In re Rimsat, Ltd., Bankruptcy No. 95-10120.

Citation229 BR 914
Decision Date02 October 1998
Docket NumberBankruptcy No. 95-10120.
PartiesIn the Matter of RIMSAT, LTD., Debtor.
CourtUnited States Bankruptcy Courts. Seventh Circuit. U.S. Bankruptcy Court — Northern District of Indiana
COPYRIGHT MATERIAL OMITTED

Richard Wyron and Warren Fitch, Washington, D.C., for Tongasat.

John Sieger, Chicago, IL, for Kauthar.

DECISION

ROBERT E. GRANT, Bankruptcy Judge.

For more than a year, Kauthar Sdn. Bhd. and its counsel1 engaged in a course of conduct designed to make litigation as difficult, unpleasant, time-consuming and expensive as possible, for everyone involved. One result of that strategy is a motion for sanctions, filed on behalf of the Friendly Islands Satellite Communications Company (Tongasat), as a result of a deposition taken on August 11, 1997. It is the issues raised by that motion and Kauthar's response thereto that are presently before the court for a decision.
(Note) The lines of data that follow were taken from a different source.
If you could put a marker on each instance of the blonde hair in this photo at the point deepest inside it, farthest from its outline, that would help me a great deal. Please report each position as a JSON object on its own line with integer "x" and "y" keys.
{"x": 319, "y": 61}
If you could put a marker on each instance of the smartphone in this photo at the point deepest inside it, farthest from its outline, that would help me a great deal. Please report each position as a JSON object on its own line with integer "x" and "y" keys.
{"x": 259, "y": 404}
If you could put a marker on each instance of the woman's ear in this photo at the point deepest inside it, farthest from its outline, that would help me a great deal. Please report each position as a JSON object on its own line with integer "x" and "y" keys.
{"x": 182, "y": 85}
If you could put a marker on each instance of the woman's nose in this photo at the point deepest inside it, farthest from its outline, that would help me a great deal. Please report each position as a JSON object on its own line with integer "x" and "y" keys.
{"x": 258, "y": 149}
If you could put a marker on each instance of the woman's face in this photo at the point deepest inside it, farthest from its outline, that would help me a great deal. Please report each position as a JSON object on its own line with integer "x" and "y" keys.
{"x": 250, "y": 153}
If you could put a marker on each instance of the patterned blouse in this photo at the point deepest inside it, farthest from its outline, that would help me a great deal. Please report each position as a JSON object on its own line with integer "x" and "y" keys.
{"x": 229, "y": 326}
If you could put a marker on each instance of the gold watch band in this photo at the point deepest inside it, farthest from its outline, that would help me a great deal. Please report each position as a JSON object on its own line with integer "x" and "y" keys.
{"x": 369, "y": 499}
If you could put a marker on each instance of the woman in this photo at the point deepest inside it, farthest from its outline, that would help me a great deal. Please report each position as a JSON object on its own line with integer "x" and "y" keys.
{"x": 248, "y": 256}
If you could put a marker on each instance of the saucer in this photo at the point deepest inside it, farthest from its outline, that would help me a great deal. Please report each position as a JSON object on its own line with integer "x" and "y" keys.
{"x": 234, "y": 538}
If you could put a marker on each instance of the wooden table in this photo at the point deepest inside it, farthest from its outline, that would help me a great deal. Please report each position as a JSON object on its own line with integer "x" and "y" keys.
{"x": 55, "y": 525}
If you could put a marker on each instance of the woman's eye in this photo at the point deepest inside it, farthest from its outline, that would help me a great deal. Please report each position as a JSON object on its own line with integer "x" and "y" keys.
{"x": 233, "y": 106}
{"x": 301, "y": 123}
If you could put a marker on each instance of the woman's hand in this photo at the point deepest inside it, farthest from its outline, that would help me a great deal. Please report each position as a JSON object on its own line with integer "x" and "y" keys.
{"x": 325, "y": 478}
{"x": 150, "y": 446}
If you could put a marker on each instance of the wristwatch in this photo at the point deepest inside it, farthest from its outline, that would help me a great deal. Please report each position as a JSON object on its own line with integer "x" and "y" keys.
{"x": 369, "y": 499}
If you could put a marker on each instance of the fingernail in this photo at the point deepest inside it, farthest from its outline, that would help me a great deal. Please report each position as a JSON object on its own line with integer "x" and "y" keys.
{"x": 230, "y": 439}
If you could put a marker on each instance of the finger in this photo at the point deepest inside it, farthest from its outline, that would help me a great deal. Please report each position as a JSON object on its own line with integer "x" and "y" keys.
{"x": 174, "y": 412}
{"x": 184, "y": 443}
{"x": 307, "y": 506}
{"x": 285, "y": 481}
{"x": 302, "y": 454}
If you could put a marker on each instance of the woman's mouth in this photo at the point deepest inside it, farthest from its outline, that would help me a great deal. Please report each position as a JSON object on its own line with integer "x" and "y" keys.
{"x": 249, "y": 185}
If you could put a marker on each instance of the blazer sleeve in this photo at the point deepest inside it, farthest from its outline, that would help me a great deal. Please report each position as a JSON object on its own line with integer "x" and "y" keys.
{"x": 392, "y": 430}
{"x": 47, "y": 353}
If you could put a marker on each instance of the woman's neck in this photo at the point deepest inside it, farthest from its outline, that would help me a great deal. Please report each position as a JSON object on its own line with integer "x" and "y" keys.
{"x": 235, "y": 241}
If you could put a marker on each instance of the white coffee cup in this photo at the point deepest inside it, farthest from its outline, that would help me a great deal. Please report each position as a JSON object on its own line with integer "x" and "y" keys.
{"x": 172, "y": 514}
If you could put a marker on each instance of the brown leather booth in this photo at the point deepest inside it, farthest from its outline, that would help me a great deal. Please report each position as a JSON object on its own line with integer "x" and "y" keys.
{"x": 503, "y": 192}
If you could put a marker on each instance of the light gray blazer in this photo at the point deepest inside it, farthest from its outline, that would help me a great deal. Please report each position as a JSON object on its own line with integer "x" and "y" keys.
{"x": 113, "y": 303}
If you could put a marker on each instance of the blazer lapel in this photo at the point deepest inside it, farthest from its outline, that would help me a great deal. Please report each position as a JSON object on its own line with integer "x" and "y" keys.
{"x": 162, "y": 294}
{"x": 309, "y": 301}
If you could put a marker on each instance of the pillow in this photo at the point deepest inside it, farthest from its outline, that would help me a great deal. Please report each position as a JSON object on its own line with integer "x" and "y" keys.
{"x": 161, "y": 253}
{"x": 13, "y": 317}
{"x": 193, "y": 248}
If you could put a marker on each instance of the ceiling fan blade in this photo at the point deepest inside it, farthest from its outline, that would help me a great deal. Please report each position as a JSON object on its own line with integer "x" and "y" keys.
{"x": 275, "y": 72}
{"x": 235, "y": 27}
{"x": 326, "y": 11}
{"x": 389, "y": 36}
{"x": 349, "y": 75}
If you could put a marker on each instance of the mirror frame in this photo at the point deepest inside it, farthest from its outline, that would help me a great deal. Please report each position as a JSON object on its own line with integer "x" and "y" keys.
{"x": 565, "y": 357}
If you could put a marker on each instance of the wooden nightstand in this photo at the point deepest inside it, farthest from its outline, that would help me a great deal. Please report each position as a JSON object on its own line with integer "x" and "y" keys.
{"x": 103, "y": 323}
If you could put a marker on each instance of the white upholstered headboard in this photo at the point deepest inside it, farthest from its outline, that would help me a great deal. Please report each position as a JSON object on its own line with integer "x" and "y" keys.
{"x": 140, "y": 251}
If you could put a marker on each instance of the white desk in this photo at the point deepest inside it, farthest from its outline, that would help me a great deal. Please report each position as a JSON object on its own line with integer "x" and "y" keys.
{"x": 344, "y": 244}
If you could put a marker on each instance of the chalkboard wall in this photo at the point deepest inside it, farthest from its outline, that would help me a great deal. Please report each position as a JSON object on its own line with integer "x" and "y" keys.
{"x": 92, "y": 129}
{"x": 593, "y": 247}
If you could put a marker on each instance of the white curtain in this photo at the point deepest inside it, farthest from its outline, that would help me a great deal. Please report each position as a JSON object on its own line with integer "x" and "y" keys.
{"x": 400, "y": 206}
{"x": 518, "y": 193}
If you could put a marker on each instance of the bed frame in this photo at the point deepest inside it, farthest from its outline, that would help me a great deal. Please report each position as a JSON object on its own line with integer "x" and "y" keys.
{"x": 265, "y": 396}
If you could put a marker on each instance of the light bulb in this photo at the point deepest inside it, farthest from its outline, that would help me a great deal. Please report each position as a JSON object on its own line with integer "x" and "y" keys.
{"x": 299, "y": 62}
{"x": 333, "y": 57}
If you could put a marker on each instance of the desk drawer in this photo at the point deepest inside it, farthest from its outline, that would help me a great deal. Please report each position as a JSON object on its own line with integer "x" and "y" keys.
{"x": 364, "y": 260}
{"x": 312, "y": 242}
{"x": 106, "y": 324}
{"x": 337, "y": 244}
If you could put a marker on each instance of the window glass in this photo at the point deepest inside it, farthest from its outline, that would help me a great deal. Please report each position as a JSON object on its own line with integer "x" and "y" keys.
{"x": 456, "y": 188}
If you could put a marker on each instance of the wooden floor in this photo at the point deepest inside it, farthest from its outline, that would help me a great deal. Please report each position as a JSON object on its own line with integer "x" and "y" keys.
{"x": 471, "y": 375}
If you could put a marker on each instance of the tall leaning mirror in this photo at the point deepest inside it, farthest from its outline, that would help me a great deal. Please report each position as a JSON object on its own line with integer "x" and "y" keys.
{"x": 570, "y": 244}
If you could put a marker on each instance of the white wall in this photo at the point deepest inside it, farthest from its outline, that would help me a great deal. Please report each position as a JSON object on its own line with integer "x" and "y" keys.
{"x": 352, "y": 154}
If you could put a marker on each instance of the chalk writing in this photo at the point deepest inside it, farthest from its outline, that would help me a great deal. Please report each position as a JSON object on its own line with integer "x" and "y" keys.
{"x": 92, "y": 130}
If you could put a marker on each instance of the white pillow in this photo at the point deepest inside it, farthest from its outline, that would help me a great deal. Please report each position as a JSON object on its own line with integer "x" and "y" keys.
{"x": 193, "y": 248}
In connection with its objection to the Chapter 7 trustee's motion to compromise Tongasat matters2 Kauthar served notices for the depositions of representatives of Tongasat, including the Princess of Tonga ("the Princess") and Edward Lau, Tongasat's general counsel. Tongasat filed a motion for protective order, to which Kauthar objected. The motion was granted. The court concluded that, given her asserted lack of personal knowledge concerning the issues raised by the proposed compromised, the deposition of the Princess could be dispensed with and Kauthar was limited to deposing Mr. Lau.3 In doing so, however, the court indicated that if he was not able to answer Kauthar's questions the issue might have to be revisited.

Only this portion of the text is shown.